Warszawa: Ukradł samochód, żeby pojechać nim do Krakowa. Pod Kielcami skończyło mu się paliwo

2022-11-25 13:19

Co za historia! 22-latek z Gdańska ukradł w Warszawie samochód należący do dostawcy jedzenia, żeby pojechać do Krakowa. Wszystko zaczęło się na warszawskim Grochowie 9 listopada. Do celu jednak nie dojechał, bo pod Kielcami zabrakło mu paliwa. Porzucił więc stare renault i dalej pojechał pociągiem. Po kilku dniach w Krakowie aresztowała go policja.

Warszawa.
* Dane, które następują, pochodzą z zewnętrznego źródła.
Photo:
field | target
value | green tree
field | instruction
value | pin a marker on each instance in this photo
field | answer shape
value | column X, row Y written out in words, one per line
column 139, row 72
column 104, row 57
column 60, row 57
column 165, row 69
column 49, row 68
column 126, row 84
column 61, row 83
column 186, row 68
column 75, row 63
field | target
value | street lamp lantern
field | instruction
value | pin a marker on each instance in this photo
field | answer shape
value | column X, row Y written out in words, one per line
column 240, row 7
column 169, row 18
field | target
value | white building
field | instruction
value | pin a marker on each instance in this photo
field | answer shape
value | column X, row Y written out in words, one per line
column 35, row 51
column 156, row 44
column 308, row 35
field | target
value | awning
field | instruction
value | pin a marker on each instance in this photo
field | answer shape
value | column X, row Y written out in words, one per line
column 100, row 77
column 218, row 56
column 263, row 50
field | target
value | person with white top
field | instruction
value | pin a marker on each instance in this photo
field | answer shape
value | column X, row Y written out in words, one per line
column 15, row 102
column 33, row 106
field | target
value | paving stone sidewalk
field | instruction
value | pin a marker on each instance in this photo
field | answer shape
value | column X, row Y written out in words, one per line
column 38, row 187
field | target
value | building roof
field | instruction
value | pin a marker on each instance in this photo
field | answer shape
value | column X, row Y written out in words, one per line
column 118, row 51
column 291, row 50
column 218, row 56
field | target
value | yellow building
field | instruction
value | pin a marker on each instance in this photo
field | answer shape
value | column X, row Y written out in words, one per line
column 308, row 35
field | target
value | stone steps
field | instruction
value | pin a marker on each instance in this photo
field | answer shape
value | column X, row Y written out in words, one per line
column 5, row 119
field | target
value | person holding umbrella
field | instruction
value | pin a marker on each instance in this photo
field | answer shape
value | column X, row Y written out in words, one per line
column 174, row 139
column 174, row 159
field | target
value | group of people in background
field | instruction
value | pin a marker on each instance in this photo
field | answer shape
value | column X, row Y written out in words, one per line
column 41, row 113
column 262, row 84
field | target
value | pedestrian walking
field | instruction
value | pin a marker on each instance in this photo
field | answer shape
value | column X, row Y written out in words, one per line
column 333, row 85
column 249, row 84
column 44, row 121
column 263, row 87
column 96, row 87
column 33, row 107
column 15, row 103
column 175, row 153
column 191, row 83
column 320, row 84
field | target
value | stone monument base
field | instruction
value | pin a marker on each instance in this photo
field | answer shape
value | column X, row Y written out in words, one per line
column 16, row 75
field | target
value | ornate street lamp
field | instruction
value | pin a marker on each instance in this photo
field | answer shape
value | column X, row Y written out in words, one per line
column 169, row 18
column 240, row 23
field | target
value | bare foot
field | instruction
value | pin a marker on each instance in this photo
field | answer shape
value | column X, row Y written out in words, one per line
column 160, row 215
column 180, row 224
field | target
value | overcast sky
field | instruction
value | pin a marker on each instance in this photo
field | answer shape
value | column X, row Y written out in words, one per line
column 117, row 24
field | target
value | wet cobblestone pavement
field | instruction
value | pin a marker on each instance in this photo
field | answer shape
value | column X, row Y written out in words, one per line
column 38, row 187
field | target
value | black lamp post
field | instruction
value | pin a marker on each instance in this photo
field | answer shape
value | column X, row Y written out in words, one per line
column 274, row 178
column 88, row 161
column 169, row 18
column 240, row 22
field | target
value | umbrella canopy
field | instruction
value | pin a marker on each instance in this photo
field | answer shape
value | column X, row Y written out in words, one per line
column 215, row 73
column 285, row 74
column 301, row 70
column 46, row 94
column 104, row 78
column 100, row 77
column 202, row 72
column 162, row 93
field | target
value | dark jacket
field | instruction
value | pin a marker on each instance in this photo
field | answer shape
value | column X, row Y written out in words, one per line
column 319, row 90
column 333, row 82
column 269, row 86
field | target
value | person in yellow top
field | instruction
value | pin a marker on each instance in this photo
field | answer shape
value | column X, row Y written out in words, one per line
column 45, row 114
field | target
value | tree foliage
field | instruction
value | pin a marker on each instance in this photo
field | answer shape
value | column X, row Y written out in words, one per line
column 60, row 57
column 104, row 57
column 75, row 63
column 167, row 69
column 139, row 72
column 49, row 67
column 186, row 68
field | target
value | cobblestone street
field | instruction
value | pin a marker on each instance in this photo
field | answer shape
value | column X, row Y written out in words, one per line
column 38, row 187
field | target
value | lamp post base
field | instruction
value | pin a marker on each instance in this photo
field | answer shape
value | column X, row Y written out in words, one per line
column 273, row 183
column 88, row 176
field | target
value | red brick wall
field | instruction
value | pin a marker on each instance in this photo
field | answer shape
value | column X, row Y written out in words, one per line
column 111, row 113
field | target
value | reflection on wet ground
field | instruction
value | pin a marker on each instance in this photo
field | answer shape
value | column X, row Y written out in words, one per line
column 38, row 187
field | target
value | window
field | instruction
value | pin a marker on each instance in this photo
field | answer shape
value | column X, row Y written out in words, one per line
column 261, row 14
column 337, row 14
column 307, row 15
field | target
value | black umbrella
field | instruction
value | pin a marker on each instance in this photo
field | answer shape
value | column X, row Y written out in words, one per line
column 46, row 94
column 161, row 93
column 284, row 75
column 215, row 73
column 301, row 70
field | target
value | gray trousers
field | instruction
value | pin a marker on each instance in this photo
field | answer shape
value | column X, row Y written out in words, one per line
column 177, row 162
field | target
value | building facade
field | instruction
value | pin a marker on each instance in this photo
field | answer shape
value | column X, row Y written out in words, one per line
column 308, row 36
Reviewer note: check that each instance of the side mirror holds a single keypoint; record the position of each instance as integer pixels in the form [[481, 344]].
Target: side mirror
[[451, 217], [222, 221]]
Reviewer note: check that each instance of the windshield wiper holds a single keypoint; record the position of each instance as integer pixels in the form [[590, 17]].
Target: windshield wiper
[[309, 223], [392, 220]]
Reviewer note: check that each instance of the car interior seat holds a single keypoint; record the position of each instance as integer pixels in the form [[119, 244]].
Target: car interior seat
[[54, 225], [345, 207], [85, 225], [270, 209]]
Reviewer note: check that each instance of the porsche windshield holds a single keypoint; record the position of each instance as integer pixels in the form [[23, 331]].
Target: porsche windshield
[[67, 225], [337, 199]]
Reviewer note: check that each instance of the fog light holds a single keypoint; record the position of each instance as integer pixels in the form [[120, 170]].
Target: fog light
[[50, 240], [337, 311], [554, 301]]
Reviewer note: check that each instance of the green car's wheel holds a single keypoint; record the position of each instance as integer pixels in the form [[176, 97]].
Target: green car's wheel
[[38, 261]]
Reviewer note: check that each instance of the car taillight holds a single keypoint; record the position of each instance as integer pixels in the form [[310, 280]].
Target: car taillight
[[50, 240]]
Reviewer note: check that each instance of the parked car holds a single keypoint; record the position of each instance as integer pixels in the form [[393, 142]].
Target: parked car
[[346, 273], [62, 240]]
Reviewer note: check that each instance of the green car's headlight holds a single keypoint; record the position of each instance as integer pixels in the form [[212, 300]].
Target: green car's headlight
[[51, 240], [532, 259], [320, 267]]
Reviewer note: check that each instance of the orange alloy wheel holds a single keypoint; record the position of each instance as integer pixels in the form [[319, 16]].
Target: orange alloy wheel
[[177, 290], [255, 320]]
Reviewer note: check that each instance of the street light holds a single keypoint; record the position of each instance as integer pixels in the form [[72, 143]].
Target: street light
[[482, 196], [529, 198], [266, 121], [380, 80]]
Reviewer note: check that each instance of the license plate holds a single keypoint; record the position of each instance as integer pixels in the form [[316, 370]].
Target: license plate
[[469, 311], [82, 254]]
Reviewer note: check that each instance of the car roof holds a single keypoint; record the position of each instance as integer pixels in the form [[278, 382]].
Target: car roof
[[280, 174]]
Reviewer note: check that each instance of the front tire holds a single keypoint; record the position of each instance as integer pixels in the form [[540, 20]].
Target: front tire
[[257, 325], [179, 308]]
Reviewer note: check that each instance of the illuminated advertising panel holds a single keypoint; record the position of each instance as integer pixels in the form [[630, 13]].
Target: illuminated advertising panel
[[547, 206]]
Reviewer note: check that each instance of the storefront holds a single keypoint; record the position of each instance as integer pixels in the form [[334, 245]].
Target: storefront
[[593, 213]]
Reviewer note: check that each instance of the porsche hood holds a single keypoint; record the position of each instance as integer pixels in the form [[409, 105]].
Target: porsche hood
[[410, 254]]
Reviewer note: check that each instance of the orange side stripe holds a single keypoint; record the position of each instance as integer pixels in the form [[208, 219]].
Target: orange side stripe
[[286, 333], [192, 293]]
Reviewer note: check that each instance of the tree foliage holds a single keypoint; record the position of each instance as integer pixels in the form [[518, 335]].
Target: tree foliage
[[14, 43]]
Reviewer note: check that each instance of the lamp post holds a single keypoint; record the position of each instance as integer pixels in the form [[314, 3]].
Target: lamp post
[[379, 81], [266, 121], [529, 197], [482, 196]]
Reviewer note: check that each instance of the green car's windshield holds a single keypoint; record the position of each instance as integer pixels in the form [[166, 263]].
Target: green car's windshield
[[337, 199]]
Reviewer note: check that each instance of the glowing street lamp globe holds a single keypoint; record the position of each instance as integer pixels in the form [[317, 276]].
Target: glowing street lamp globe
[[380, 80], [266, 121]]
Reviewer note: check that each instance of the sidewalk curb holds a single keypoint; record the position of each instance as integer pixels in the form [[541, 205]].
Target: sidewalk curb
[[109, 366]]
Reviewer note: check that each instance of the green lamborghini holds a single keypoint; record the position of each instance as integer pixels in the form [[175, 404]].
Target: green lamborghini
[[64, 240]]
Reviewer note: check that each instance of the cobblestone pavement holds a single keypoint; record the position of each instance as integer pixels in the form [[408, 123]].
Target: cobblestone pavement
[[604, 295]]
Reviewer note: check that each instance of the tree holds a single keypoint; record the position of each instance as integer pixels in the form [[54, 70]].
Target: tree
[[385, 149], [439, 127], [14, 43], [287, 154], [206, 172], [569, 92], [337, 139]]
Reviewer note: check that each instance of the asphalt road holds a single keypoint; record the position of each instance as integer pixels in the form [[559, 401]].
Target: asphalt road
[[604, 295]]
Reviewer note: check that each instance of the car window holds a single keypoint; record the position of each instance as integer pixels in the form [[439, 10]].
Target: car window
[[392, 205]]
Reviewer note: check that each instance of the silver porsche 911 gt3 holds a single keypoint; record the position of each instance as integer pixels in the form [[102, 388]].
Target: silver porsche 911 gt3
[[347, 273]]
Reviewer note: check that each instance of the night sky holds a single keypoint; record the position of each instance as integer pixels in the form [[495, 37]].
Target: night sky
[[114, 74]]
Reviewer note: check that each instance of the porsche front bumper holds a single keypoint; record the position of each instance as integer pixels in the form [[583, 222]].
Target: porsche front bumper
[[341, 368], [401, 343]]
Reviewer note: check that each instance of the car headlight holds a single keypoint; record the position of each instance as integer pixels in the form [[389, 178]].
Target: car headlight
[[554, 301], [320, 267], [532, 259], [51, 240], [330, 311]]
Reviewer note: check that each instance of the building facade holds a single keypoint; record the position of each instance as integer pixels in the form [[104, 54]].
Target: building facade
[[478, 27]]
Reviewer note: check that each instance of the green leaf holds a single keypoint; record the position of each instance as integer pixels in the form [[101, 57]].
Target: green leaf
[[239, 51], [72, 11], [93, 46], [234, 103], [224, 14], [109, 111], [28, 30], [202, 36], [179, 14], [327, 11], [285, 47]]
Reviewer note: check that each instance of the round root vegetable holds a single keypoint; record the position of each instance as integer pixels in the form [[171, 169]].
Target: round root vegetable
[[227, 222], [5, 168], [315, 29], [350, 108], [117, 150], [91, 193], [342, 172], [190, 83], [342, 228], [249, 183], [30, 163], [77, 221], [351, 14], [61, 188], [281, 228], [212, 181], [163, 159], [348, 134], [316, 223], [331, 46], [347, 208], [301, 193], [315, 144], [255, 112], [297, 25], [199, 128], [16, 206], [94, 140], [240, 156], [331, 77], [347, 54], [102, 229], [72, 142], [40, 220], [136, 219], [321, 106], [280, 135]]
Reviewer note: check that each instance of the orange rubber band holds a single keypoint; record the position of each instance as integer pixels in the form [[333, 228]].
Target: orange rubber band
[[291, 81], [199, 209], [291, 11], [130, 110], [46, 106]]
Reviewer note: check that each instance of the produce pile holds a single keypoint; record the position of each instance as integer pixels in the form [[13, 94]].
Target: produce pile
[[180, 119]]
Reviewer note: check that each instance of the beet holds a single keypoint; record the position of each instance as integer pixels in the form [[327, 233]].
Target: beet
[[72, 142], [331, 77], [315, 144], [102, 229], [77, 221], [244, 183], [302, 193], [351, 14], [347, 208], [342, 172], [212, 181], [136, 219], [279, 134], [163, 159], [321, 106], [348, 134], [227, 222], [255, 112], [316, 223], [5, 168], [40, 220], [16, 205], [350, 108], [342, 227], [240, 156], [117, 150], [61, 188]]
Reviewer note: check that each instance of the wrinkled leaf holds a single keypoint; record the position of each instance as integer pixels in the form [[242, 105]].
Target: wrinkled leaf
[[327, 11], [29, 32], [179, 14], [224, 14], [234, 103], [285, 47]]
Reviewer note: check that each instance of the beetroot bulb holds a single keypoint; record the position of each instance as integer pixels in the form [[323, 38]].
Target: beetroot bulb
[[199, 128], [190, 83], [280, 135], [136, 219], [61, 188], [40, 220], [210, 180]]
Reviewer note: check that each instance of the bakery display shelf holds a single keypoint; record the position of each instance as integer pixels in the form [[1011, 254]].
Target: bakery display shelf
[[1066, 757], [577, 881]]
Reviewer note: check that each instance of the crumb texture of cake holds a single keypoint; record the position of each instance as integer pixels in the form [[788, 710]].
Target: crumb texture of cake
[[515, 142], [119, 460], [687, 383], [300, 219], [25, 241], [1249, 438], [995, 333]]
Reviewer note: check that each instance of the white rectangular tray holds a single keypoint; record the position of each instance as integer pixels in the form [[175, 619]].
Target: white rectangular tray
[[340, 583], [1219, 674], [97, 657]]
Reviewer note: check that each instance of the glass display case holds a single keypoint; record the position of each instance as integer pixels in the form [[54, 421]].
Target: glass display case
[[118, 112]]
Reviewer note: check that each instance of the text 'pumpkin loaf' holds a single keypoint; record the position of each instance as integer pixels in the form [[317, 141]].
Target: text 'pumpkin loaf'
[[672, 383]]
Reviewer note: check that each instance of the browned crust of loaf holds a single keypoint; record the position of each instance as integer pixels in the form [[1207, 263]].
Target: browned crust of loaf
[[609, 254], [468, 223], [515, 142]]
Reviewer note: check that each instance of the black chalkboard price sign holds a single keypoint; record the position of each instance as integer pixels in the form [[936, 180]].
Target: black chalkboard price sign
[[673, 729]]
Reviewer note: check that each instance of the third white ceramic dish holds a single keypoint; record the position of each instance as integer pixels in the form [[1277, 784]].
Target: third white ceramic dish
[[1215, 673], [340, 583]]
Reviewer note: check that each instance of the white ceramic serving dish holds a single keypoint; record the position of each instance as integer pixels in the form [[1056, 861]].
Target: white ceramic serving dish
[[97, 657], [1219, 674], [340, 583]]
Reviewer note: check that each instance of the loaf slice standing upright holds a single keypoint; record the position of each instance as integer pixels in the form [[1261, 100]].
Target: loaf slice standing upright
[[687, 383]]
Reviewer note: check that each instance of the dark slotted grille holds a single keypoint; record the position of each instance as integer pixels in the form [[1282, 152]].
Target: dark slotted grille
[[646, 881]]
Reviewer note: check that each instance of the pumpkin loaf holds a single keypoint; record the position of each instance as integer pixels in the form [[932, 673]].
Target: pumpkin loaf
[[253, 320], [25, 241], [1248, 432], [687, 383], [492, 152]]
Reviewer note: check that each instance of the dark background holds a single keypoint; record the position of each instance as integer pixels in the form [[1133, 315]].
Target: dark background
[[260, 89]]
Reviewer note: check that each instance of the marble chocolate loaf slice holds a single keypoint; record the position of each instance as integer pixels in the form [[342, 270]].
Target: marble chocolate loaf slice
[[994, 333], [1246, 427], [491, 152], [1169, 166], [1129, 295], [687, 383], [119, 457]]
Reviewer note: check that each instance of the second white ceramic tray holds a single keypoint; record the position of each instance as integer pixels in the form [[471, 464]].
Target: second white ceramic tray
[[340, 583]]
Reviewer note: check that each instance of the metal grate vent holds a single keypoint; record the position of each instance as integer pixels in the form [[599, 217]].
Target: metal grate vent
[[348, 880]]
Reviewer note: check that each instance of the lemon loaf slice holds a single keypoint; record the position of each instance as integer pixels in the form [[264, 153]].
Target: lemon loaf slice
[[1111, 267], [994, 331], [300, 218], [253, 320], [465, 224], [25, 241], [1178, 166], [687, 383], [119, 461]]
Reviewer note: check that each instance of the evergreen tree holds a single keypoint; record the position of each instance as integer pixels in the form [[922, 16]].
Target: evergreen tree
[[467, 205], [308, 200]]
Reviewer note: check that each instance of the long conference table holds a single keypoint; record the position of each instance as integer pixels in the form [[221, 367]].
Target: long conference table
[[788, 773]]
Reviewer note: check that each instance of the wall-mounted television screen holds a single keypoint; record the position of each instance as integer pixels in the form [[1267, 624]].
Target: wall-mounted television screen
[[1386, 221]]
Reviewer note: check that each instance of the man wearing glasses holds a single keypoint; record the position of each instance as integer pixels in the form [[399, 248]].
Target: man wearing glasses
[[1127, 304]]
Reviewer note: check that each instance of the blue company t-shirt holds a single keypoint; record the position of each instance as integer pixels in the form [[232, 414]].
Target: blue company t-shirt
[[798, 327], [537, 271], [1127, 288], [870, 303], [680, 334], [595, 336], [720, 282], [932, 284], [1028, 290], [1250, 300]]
Ukradł samochód, żeby pojechać do Krakowa

Ta historia wydarzyła się naprawdę. W środę, 9 listopada, dostawca jedzenia zostawił przez nieuwagę na Grochowie otwarty samochód. Gdy tylko wyszedł, by dostarczyć zamówiony posiłek z okazji skorzystał 22-latek z Gdańska. Młody mężczyzna niewiele myśląc wskoczył za kierownicę, odpalił stare renault i ruszył w trasę. Zaskoczony dostawca jedzenia natychmiast zgłosił fakt kradzieży na policję. - Dzień później samochód został odnaleziony na poboczu drogi S-7 w okolicach Skarżyska – informuje podinsp. Joanna Węgrzyniak z policji. Funkcjonariusze wiedzieli, że podejrzany udał się do Krakowa. Tamtejsza policja zatrzymała go kilka dni później. - Swój czyn tłumaczył potrzebą transportu do Krakowa. Zobaczył otwarte auto, więc wsiadł i nim odjechał – informuje policjantka.

Policjantka dodaje, że złodziej usłyszał już zarzuty. - "Zgromadzony w sprawie materiał dowodowy stał się podstawą do przedstawienia 22-latkowi zarzutu kradzieży pojazdu. Postępowanie w tej sprawie nadzoruje Prokuratura Rejonowa Warszawa Praga-Południe."